Hello again,
Thanks so much to everyone who responded!
I have been reading these boards a lot and it helps TREMENDOUSLY!
My husband has been making amends, started his new job, offered full transparency with devices and location, answers my questions without blame or anger, and has been discussing his issues much more openly. He finally now (sometimes) comes to see me on his own to tell me anything that comes up about what happened with OW or anything else about the EA. He will have access to insurance to cover seeing a therapist in a few weeks with the benefits from his new job.
I didn't mention before as I was more focussed on him I guess, but I do have support as I was already in therapy and various counselors because of my previous experience of domestic violence and sexual assault (many years ago but it all came up again as there was a criminal trial, my ex is now in prison, and feeling safer I finally got help and have been working on my own PTSD / Sexual / trauma challenges for a few years now). I have many tools and habits to take care of myself.
On the financial side because this is my second marriage I took precautions to protect my assets and independence, i think I am well set up on that side and I already have a lawyer since I have had so many issues with my ex in family court. He is a really good lawyer and I trust him.
The pain from this experience is horrid and I have been having so much trouble working, focussing, I am getting better with sleeping, eating, drinking water that was tough for the first few weeks.
We are 2 months out from D Day, my WH is NC with OW, deleted her and blocked her everywhere and we have gone over scenarios if he runs into her someday (because he was still so worried about hurting her feelings so I wanted to be sure we were clear that if he ever has a conversation of any kind at anytime in the FUTURE WHATEVER THE CIRCUMSTANCES that would be the end for me.).
We have put a contract or rules or agreement in place (not sure how to call it), he put together some precautions on his own (text me if he is ever alone with a female coworker and avoid it whenever possible, out of transparency and for the time being while we work through this), I put my own conditions (if he breaks those it's over, and it's daily behaviors that are on that list) and got most of those from the website here.
I am not making a major decision until June, I decided that right from the start and am sticking to that. I don't want to feel rushed or that he gets to do something stupid and then I have to go and make efforts and spend money etc to make major changes because *he* caused this. I want to to be sure and feel good about my decision.
I did make him find a friend to stay with if I need to kick him our even for a few days, because sometimes it was so unbearable being around him and his lying or other times I just felt so angry I couldn,t stop yelling (which is unproductive for me).
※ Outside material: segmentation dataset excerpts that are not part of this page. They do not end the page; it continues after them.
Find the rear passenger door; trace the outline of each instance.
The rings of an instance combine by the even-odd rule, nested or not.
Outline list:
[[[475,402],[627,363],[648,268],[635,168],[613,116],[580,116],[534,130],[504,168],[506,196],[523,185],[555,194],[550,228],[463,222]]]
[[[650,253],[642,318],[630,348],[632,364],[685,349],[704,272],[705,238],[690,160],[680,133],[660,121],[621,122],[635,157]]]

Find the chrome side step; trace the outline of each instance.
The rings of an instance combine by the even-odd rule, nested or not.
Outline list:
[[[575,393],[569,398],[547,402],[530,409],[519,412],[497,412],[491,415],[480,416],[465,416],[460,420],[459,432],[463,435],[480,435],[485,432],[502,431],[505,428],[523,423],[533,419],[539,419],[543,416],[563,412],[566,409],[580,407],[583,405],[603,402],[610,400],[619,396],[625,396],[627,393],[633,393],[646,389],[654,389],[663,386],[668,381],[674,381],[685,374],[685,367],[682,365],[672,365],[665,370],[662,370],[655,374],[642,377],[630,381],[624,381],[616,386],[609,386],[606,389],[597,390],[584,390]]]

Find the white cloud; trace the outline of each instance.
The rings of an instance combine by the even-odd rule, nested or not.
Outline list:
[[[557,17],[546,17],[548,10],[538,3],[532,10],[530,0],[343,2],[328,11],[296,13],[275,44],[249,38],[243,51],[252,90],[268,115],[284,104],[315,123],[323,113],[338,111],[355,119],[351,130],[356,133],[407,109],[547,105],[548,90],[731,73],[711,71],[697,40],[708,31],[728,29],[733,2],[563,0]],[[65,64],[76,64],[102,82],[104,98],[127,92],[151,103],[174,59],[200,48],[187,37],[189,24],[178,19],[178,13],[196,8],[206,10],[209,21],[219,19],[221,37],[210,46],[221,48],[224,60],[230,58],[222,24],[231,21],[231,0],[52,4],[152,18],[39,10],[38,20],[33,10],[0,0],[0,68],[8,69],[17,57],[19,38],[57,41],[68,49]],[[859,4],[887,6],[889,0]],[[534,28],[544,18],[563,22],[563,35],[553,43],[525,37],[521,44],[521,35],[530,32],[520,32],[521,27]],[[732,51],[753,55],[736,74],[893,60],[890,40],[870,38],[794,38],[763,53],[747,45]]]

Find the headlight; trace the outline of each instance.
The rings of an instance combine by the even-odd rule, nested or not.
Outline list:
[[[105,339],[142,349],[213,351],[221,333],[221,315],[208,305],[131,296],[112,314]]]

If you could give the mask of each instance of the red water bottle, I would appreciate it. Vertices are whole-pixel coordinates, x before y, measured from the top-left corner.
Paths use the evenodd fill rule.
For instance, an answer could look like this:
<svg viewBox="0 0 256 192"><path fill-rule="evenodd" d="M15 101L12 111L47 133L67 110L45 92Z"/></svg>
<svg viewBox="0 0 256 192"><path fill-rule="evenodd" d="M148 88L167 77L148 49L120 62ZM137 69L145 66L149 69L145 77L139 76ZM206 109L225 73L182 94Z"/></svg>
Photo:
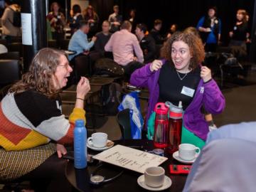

So he has a place to stay and accepted to leave if I need that. If in June I have not decided to R then he knows he will have to find a place to live and he is supposed to be looking up housing etc.
So far we have had a lot of ups and downs, the first month was horrible with his anger, blaming,and just despicable behavior on his part. So that along with the EA may be enough that I am not able or willing to R in the long term.
The last 3 weeks have been "better", but still every few days he "relapses" not fully into previous behaviors, but being cold, defensive, and well not very pleasant at all (for a couple hours...).
On the other days (most days now) we have been more open than ever (or he has been!I think I always was!), deeper conversations, much more intimate moments (beyond just the sex) and I am starting to "like" him again (as a whole he is finally "making sense" to me). Will that be enough? Well it will depend on his behavior, efforts, and most of all actions AND if I am able to move forward with all that know and all that happened during and after the EA.
I'd like more specific support (for infidelity, possibly sexual addiction) for him (other than what he can get through his work insurance), and I would like that person to also have experience with sexual trauma. I am hoping maybe we can find something online (does that exist?) because the health system where I live does NOT meet my standards at all, I'm afraid a bad practicioner will be worse than not having one.
I am not sure I answered everyone here, and hopefully no one feels like I was ignoring them, I really appreciate all answers I have gotten so far!